— Кого? Говори толком, не тяни, — раздались из толпы нетерпеливые возгласы.
— Да арестованных-то. Идут кучкой в середке. А на конях офицерье. Сперва все тихо было. Ну, едут и едут. А тут, гляжу, конвоиры сгрудились, прижали арестованных к тому вон забору и… только шашки засвистели. Один арестованный крикнул: «Братцы, нас рубят, отомстите!» А другой, высокий: «Всех не перерубите! Правду не задушите!» А конвой знай свое творит. Так всех в момент и порешили… Один через забор хотел перемахнуть. Офицер его шашкой достал…

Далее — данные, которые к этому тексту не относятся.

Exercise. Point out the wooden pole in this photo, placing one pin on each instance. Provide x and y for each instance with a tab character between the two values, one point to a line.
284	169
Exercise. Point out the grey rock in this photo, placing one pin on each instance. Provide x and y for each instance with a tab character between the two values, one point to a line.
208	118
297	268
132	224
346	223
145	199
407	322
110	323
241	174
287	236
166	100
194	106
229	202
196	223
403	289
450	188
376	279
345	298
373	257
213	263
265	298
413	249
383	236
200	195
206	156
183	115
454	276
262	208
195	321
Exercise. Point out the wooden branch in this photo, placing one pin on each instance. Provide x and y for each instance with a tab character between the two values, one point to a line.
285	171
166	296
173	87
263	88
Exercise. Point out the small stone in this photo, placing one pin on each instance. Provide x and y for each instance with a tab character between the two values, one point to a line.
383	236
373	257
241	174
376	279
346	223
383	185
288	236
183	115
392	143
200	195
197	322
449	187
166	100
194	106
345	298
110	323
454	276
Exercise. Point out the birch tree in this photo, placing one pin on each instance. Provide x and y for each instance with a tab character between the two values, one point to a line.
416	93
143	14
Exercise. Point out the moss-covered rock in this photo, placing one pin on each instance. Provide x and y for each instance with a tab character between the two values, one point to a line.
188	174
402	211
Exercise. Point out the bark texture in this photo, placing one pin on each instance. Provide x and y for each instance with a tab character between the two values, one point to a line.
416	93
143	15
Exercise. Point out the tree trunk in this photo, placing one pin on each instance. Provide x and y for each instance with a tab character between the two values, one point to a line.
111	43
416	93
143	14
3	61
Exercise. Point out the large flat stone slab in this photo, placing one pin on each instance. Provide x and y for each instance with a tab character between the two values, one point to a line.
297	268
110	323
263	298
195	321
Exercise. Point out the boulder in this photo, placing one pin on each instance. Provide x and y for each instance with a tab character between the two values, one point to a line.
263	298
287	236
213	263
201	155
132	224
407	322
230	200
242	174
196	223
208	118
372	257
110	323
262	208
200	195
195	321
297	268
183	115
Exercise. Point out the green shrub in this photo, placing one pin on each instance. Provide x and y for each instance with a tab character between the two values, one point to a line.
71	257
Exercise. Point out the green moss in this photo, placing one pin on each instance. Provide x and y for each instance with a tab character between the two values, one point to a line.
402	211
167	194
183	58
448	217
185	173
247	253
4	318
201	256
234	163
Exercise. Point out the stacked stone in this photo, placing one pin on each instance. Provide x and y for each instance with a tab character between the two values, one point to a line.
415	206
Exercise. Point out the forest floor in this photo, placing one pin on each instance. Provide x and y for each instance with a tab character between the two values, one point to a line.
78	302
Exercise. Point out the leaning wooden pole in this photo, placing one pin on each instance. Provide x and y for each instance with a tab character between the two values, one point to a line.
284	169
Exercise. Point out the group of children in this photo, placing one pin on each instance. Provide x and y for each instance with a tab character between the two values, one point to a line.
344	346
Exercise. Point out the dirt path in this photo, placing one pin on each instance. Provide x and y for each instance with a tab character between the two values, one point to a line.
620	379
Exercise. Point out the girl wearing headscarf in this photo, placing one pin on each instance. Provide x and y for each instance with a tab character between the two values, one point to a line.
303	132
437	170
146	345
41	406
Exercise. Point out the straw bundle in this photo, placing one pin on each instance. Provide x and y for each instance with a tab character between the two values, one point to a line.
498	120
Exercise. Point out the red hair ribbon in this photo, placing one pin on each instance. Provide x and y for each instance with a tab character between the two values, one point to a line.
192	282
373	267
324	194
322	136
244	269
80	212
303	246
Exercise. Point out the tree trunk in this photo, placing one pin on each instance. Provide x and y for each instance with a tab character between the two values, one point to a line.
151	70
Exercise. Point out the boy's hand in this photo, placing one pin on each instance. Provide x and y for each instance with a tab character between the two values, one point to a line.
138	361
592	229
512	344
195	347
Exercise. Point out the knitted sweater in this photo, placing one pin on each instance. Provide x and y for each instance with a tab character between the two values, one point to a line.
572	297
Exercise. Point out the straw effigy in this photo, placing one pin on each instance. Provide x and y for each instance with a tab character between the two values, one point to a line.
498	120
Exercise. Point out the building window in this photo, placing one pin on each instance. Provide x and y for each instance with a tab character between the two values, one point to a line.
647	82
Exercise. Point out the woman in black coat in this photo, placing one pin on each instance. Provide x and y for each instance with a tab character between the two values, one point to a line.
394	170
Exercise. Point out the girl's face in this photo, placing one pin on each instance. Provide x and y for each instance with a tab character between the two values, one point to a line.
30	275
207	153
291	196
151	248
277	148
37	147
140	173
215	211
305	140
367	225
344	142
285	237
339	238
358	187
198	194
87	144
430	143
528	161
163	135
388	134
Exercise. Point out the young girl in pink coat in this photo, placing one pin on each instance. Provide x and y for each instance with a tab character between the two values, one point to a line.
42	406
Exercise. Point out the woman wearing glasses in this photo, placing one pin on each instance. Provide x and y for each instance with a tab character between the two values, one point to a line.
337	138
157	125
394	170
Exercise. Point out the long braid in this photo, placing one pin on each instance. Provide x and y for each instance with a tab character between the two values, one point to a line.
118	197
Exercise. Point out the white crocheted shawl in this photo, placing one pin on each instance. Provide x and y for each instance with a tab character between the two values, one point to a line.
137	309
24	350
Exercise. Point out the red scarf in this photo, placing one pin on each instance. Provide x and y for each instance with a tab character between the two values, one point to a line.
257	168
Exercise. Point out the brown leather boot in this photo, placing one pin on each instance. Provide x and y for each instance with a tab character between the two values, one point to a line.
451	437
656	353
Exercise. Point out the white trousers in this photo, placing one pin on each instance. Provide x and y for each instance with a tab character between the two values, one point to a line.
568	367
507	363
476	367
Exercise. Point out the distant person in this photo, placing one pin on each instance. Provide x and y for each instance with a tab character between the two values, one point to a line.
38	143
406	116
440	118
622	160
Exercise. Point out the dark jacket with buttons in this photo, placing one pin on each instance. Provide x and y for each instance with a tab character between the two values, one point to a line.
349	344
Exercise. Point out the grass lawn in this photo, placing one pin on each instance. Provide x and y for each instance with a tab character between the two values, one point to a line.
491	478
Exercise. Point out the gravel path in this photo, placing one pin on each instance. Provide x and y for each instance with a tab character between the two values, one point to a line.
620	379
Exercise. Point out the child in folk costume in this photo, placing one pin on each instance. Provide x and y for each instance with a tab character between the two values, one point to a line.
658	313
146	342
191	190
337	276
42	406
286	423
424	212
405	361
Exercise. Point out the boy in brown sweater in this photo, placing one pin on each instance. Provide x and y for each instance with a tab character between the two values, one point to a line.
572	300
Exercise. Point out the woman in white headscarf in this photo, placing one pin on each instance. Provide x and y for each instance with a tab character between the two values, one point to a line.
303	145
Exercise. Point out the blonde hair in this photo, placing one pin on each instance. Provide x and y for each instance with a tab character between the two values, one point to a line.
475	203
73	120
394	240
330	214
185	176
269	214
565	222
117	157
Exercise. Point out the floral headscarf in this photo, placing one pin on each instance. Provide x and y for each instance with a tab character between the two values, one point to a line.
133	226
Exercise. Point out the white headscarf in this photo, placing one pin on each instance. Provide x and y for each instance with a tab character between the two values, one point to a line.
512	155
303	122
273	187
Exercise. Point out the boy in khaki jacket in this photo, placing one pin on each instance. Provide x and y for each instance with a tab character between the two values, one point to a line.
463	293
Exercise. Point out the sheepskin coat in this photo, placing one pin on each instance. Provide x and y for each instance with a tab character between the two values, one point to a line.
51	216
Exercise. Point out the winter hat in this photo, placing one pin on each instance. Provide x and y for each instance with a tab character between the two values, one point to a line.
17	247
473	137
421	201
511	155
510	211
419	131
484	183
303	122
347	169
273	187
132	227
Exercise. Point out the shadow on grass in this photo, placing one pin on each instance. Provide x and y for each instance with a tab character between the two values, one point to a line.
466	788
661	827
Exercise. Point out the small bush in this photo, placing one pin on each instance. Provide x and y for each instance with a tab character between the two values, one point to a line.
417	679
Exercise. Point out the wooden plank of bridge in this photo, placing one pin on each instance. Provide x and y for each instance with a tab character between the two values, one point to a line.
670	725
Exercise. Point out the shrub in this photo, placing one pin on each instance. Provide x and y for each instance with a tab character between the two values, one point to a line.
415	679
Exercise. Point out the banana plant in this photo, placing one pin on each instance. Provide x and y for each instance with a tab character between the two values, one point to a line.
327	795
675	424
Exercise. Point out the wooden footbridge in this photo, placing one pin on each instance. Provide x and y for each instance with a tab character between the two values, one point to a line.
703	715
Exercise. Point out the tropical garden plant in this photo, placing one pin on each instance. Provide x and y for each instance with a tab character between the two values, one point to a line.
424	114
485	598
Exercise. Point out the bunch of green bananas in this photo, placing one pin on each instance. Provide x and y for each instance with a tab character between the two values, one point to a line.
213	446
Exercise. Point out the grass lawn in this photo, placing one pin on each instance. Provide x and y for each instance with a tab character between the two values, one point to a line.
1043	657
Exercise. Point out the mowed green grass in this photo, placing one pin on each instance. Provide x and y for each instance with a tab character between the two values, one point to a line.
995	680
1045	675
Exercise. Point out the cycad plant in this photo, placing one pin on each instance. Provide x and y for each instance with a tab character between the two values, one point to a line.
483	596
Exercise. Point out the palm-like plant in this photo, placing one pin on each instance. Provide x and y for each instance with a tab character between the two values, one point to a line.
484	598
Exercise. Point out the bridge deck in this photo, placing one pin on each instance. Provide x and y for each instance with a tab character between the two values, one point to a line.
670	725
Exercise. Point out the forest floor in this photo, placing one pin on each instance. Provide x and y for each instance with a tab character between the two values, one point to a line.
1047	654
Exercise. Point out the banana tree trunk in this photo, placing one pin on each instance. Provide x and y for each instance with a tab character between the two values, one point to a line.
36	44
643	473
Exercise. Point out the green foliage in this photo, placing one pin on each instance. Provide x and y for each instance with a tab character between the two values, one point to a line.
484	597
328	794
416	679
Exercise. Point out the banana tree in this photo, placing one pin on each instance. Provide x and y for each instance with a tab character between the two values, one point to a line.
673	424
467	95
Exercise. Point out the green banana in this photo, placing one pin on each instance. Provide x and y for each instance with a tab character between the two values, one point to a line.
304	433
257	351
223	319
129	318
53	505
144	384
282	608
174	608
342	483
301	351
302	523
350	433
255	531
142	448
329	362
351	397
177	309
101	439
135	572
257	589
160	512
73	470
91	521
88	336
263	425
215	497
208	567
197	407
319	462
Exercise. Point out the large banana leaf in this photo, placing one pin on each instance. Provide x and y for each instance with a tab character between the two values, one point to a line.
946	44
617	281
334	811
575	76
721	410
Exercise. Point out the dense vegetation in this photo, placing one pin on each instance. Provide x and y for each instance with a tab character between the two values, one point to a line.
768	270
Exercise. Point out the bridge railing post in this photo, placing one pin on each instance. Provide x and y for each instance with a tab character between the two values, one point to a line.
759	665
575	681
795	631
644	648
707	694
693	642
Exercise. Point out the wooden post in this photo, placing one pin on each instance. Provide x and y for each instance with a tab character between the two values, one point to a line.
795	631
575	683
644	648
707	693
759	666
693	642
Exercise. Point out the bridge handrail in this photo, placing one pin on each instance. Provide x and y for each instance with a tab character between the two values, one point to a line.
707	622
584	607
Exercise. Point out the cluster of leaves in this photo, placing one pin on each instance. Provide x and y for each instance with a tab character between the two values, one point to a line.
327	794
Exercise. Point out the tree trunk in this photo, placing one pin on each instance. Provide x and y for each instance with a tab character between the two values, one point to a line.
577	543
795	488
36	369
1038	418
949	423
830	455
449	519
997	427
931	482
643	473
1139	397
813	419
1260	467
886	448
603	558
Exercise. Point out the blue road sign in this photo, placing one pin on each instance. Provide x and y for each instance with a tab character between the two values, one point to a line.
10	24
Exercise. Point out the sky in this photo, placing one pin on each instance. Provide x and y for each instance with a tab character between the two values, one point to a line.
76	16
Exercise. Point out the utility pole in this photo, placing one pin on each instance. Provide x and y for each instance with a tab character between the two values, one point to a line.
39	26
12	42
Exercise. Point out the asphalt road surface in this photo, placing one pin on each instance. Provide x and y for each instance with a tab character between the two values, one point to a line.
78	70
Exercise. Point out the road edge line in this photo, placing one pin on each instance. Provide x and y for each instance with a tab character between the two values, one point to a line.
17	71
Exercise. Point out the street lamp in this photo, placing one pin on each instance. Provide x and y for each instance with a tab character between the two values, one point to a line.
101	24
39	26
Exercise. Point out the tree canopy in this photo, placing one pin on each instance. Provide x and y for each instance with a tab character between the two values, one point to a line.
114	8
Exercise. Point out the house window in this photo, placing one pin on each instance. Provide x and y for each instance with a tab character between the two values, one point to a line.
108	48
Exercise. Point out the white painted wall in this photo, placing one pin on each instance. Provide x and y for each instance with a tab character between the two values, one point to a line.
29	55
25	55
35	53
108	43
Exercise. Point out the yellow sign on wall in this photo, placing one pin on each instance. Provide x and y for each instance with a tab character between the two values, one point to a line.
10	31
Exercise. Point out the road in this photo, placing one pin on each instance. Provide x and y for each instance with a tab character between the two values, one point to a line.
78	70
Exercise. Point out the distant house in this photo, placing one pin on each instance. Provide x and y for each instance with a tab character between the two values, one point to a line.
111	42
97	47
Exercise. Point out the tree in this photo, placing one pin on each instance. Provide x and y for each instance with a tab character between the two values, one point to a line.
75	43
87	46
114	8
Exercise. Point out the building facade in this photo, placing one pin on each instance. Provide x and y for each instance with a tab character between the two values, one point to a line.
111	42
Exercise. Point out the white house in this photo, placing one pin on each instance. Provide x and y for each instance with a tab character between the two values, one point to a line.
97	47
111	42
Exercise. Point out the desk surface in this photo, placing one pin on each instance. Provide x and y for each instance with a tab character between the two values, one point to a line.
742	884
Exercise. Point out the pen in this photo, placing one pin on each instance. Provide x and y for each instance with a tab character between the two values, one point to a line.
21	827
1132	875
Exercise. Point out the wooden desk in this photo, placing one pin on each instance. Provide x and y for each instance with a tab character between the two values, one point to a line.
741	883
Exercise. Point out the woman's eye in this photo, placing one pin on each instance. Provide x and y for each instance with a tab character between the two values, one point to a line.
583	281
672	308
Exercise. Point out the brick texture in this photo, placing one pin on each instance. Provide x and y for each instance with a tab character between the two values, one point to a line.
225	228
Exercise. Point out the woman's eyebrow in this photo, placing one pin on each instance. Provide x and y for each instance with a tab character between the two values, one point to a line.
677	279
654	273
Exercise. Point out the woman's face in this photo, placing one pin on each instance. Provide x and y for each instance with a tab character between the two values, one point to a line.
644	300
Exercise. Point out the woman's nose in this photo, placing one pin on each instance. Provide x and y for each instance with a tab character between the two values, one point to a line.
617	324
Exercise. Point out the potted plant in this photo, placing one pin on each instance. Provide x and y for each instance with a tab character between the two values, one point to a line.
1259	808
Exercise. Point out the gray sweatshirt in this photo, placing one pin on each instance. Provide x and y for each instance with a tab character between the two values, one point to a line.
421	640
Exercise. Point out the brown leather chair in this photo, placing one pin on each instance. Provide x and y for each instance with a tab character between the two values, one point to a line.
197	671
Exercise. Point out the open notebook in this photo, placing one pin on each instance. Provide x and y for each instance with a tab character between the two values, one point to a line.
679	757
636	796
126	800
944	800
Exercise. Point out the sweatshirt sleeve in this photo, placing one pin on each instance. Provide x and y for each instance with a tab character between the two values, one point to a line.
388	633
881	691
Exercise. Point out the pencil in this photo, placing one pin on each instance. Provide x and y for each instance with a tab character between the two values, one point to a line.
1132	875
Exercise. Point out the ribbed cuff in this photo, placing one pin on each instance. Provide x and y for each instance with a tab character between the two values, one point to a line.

В разговор вмешалась молодая женщина в синей кофте.
— У меня в ту пору ребенок запищал в зыбке. Перепеленала я его и села возле окна покормить. Все смертоубийство своими глазами видела. Как они их прикончили, послезали с коней, пошли к речке шашки мыть. Тут на телеге подъехали. Склали порубленных и увезли во-он туда, — махнула она рукой в сторону станции. — Страху натерпелась я — не дай бог…
Нашелся еще один очевидец, чернобровый парень.
— Я так понимаю, что загодя у них все было уговорено. Ни к чему бы им по нашему околотку мотаться и по окошкам колотить: «Закрывайте окна и двери и до утра носа не показывайте. Не то «красного петуха» пустим». Мы с девками аккурат на бревнышках сидели, сумерничали. Глядим, пятеро на полном скаку летят прямо к нам. «Разойдись по домам! — кричат. — Чтобы ни единой души здесь не было!» Девки визг подняли и бежать кто куда. А я спрашиваю: «К чему такие строгости?» На меня один замахнулся нагайкой. Что тут будешь делать?
Толпа слушала и подавленно молчала, окружив тесным кольцом полянку с потемневшей от крови травой. Мужчины стояли с непокрытыми головами и мяли в руках кепки и картузы. Женщины тихо всхлипывали.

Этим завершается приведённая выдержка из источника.